Chess is the sort of game that, from the outset, looks completely impenetrable and impossible to understand unless you are a complete genius or someone who made it through calculus in high school. It’s generally not a game that makes for compelling fictional television, but one of the gifts of 2020 has been finding solace in television shows that, in different times, might be completely unwatchable or otherwise boring. Enter The Queen’s Gambit, yet another offering from Netflix that has somehow managed to capture my attention.
The plot is obviously fictional, but here goes: Beth Harmon (Anya Taylor Joy) is a chess prodigy who can only perform chess when under the influence of tranquilizers. Her aptitude for the game in a field that is mostly dominated by men is notable; also notable for me is that for maybe five minutes, I thought the show was based on a true story. Blessed be, it’s not, but that doesn’t matter: what DOES matter is that once you’re done trying to figure out if Benny is the little boy from Love Actually (he is) and if the chess man who got his teeth fixed is Dudley Dursley (he is!), you can direct your attention to the real star of the show, which is not the chess or the outfits, but the wallpaper. There is a LOT Of wallpaper, and all of it is wild.
It’s not that the show itself is bad—it’s not, it’s perfectly good, very watchable, and fills in the blank spot that The Crown has left in its absence. But for me, the thrill of both The Crown, which will return just in time for winter’s darkness, and The Queen’s Gambit is its moodiness, which I’m sure is meant to represent something about the interior life of Beth. It also looks nice!

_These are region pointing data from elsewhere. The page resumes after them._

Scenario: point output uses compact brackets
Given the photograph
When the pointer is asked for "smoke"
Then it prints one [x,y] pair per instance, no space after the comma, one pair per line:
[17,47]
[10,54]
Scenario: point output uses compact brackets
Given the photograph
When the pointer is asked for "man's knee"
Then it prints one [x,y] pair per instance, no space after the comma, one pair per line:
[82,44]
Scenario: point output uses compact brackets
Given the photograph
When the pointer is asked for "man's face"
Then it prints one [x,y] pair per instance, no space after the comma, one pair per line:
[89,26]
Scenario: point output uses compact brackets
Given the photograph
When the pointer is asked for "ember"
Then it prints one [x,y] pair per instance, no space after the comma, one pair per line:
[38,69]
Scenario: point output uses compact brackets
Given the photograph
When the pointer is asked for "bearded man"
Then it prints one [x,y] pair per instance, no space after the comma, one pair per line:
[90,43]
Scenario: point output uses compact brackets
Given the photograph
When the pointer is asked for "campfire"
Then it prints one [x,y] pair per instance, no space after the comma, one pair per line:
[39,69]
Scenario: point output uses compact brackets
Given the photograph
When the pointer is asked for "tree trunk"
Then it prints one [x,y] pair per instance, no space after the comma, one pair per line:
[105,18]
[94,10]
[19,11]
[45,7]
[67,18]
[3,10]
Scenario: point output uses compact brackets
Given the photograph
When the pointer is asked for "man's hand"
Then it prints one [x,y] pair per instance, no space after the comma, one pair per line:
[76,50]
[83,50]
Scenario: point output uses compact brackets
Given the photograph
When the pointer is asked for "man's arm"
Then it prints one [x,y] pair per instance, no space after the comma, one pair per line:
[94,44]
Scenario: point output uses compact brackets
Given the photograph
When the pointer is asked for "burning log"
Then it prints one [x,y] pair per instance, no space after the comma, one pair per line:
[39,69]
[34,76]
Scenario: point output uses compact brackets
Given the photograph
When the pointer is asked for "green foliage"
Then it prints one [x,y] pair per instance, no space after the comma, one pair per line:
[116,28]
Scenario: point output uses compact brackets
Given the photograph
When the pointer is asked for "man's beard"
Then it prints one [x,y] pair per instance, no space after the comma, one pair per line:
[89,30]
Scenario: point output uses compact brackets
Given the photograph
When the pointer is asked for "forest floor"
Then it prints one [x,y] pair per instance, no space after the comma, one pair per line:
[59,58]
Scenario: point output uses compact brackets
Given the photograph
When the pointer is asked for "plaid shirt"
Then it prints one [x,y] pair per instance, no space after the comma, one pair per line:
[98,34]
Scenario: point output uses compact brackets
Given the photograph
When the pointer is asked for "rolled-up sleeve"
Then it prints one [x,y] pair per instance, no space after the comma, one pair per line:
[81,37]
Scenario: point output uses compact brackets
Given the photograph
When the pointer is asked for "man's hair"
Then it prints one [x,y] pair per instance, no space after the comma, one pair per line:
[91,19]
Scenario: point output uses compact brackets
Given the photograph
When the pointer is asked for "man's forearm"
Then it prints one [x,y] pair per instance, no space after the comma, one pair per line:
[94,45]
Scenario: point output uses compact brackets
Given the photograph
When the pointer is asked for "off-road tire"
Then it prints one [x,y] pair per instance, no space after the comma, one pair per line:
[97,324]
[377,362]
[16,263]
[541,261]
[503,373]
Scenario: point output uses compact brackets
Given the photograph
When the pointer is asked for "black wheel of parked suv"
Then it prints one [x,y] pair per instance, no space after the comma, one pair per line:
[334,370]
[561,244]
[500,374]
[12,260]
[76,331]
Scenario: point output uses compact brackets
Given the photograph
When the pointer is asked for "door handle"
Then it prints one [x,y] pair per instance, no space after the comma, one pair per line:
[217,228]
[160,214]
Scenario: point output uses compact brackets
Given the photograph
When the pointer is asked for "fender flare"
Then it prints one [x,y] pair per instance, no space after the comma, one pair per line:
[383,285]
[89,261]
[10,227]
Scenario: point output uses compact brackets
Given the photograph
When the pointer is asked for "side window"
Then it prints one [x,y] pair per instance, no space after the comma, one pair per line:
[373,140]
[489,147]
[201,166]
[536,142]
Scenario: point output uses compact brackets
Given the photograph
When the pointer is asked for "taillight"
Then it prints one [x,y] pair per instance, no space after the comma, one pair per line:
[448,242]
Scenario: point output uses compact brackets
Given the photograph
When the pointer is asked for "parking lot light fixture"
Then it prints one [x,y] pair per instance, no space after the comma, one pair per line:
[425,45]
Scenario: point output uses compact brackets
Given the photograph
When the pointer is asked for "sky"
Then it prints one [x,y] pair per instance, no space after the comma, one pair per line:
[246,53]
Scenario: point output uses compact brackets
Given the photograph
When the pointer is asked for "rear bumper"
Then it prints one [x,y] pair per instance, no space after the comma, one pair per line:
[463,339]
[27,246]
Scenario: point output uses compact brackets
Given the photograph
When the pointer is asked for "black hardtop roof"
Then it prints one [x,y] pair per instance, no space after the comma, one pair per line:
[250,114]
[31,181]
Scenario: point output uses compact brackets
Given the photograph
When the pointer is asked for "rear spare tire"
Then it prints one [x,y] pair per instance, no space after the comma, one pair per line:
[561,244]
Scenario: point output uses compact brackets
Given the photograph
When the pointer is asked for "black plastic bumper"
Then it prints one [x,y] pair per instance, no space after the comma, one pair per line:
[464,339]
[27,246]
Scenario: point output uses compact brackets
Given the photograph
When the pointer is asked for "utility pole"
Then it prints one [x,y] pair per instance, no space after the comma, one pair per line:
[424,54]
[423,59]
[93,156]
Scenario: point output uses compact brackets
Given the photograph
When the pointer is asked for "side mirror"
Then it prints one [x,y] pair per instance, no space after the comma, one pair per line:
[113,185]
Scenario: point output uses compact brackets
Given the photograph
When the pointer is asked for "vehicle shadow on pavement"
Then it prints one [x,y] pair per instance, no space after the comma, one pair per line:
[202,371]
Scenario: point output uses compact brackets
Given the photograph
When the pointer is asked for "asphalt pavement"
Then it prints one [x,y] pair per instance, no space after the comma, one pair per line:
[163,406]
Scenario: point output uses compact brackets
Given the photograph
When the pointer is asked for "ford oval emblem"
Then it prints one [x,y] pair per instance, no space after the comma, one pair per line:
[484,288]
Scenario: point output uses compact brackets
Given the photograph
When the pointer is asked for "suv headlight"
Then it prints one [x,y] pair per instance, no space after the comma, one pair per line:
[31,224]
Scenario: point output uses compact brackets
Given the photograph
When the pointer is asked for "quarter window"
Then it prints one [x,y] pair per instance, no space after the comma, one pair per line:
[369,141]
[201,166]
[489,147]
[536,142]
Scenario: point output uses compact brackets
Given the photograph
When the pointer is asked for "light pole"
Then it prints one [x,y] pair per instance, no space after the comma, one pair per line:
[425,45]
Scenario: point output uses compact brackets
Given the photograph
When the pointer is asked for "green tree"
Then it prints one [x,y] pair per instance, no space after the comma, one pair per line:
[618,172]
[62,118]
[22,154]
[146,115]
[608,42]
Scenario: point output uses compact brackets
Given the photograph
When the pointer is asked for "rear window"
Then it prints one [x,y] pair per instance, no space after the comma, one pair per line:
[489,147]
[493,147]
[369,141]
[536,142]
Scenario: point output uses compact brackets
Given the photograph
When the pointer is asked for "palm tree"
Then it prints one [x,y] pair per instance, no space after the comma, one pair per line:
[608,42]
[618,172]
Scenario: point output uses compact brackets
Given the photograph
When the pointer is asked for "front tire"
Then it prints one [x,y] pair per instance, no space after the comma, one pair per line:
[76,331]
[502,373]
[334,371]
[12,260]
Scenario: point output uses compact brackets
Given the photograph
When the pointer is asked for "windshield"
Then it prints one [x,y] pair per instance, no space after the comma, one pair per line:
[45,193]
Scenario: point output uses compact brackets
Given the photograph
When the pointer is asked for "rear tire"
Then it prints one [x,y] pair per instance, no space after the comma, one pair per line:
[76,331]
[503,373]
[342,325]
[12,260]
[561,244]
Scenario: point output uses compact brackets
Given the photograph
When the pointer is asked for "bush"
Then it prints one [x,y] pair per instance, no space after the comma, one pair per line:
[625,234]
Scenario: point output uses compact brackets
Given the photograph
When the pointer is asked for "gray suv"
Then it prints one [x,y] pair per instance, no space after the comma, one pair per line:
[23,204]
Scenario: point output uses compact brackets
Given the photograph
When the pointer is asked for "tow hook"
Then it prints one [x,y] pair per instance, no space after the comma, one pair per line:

Nothing about the show has inspired me to learn chess, because I feel confident that I am not sharp enough to handle it. But now I yearn for an accent wall covered in the deranged wallpaper of my choice, with just enough busyness to keep me on my toes, wondering if I’m slowly losing my grip on reality or if it’s just the print. Come long winter nights, it’ll probably be a deadly combination of both!
The orphanage where Beth spends her early days was nice and all that, but I am living for this arch, the teal curtains, the rugs upon rugs, and the curious choice to wallpaper not only the wall, but the stairs as well. I’m sure this says something about the infinite sadness of Beth’s adoptive mother, but to me, this is Mad Men done better—more deranged, very sad, and dark, just the way I like it, baby.
That coffee table our heroine is resting her grubby little feet on is made of glass and rattan, and I swear to god if I saw it in a furniture store here in beautiful Brooklyn, it would cost $400. I need it. The wallpaper is egregious, but if these walls were painted white, we’d be in an Instagram-friendly Airbnb (remember her?) in whatever city of your choosing.
Okay, this is where it gets good. This wallpaper, which matches both the bedspread and the lampshade, makes me feel like I’m slowly losing my mind.
Ahh, yes, here’s the good stuff. I’m not sure how Netflix captured a picture of what it’s gonna look like inside my apartment in January, but they must have advanced tech in there that lets them see the future! This is what the winter looks like. I guess it’ll be okay.